In conclusion, the Meltzer Commission Report is largely a great example of what our government does best. They come together in a giant meeting of the minds and have someone record every magical thing they say. In this grand tradition the Meltzer Report is a classic. For the most part it is simply the re-hashing of histories and events and problems, much of which has most likely been the basis for who knows how many books or papers or god help us, reports.

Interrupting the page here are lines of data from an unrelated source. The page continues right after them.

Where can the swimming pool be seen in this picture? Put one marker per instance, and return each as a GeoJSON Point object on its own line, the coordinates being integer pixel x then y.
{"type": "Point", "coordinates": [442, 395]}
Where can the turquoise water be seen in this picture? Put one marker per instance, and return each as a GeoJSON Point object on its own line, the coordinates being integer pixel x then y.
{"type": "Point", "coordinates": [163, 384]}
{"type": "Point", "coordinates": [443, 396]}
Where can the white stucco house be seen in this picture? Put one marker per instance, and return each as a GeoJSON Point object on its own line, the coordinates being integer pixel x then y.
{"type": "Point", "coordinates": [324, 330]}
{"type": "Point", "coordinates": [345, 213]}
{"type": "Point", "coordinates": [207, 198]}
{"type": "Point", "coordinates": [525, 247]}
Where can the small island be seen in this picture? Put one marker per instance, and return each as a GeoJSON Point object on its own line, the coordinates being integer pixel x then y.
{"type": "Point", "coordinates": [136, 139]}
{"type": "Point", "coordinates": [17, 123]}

The Commission does little more than nitpick the World Bank and while it offers a number of stark criticisms it delivers little in the area of reforms. The IMF is a different story however, as the Commission clearly asserts more energy in understanding and sympathizing with this organization. Therefore saving the reader from thinking that the report itself was just barely above a waste of paper, time, and energies. This may be the result of the realization that the IMF is in a unique position to do a number of productive things to help the world today and in the future. Perhaps also they have given up on the World Bank, and relegated it to a status that it appears comfortable or at least complacent with: to be a second rate player who pitches its hand but does little to help the world in the long run. So it seems that the IMF is in fact the “prized calf” of the Meltzer Commission, the one with all of the potential, who only lacks a little coaching. Hopefully the IMF will heed some of this advice and come to the forefront of international monetary relief as it has in the past, only this time better equipped for the fight at hand.